The euro touched the highest since November versus the dollar before Germany ruled out allowing a bailout facility to fund bond buybacks from debt-strapped governments. Bond-risk premiums for Ireland, Greece and Italy narrowed for a third day as investors bet Europe would succeed in boosting efforts to battle its year-old sovereign-debt crisis. Leaders, who meet Feb. 4, are seeking to keep markets at bay until a March deadline to bridge differences.
‘Gotten Better’
“The situation in Europe has gotten better,” said James Caron, head of U.S. interest-rate strategy at Morgan Stanley in New York, a primary dealer. “As soon as the importance of the risks in Europe fall away a little bit, the natural inclination is for yields to move higher.”
The gap between 10-year year yields in Germany and Greece narrowed 0.28 percentage point to 7.55 percentage points, the least since October. Irish 10-year yields shrank 0.24 percentage point to 5.56 percentage points more than similar maturity German debt, and Italian 10-year notes narrowed by 0.15 percentage point to 1.28 percentage points.
Data this week indicated the U.S. economic recovery is starting to build momentum, with manufacturing unexpectedly accelerating in January at the fastest pace since May 2004.
Treasuries fell yesterday as the Institute for Supply Management’s manufacturing index increased to 60.8 in January, from 58.5 a month earlier, while the prices-paid component rose to 81.5, the most since July 2008, the Tempe, Arizona-based group said yesterday.
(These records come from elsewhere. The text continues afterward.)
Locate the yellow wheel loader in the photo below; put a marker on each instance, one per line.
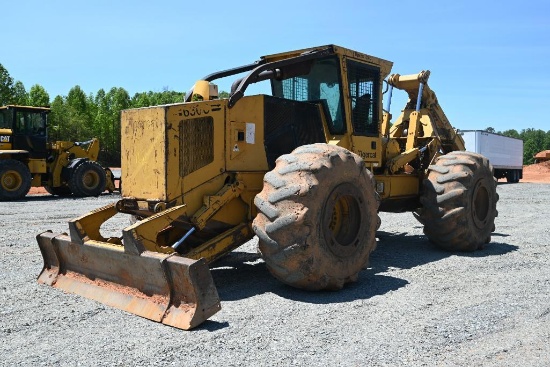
(306, 168)
(28, 160)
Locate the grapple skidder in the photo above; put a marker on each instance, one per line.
(306, 169)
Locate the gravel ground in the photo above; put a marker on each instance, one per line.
(415, 305)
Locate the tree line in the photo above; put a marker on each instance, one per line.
(79, 116)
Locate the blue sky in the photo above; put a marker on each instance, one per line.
(490, 61)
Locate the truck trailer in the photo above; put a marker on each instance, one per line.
(504, 153)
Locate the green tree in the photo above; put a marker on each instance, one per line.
(38, 96)
(58, 124)
(6, 87)
(533, 142)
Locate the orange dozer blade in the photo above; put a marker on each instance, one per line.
(166, 288)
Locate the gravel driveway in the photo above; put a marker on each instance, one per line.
(415, 305)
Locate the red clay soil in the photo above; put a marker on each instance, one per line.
(539, 172)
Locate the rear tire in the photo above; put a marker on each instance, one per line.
(15, 179)
(88, 179)
(459, 202)
(59, 191)
(317, 217)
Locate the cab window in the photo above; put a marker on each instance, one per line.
(364, 84)
(322, 85)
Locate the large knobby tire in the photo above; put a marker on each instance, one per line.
(59, 191)
(459, 202)
(317, 217)
(15, 179)
(88, 179)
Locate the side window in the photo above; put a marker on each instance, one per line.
(321, 85)
(364, 84)
(30, 123)
(4, 122)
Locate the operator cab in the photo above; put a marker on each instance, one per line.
(26, 128)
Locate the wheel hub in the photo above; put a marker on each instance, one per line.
(342, 221)
(11, 181)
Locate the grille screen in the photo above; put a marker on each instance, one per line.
(196, 144)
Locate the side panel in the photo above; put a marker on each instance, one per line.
(143, 157)
(195, 135)
(502, 151)
(245, 150)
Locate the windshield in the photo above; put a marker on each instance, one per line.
(321, 85)
(30, 123)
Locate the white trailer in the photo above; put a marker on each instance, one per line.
(504, 153)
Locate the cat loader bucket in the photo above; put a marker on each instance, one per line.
(162, 287)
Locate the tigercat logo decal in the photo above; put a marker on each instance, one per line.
(367, 155)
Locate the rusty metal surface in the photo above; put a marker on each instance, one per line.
(170, 289)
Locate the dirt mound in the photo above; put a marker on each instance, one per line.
(538, 172)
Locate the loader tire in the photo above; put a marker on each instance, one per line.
(59, 191)
(88, 179)
(317, 217)
(459, 202)
(15, 179)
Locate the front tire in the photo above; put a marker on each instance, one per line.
(317, 217)
(88, 179)
(15, 179)
(459, 202)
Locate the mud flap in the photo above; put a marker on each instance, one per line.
(166, 288)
Readings greater than 50 signal growth.
Payrolls Report
The Labor Department will report Feb. 4 that U.S. payrolls increased by 140,000 workers last month after a 103,000-job gain in December, according to the median forecast of 81 economists surveyed by Bloomberg News. The data may also show the unemployment rate increased to 9.5 percent from 9.4 percent.
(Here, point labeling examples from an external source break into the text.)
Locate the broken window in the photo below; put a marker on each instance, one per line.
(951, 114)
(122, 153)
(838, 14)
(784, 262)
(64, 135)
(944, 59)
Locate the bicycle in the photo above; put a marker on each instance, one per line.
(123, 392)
“There’s a lack of buying on the back end because of the inflation risk that we have, the commodity risk that we have, the lower-dollar risk that we have,” said John Spinello, chief technical strategist in New York at primary dealer Jefferies Group Inc. “It does not bode well for longer-dated securities.”
The government should expand its domestic demand and offer new U.S. securities including “ultra-long” bonds of as much as 100 years, the committee of bond dealers and investors that advises the Treasury recommended.
Domestic Banks
The Treasury Borrowing Advisory Committee, known as the TBAC, recommend the government develop securities that would target domestic banks, pension funds, insurance companies and individual investors, to reduce its dependence on foreign holders. The “ultra-long” bonds proposed were defined as debt with a maturity of 40-, 50-, or 100 years, according to comments from one member as reported in the minutes of the meeting, which the Treasury published today.
“The discussion of long maturities is a little baffling,” said Amitabh Arora, an interest-rate strategist in New York at primary dealer Citigroup Inc. “If they issued more 30-year paper, that would suffice.”
As well as expanding the maturity of its debt offered, the Treasury could benefit from adding securities such as floating rate notes, products with embedded options, and interest-rate derivatives, the TBAC said.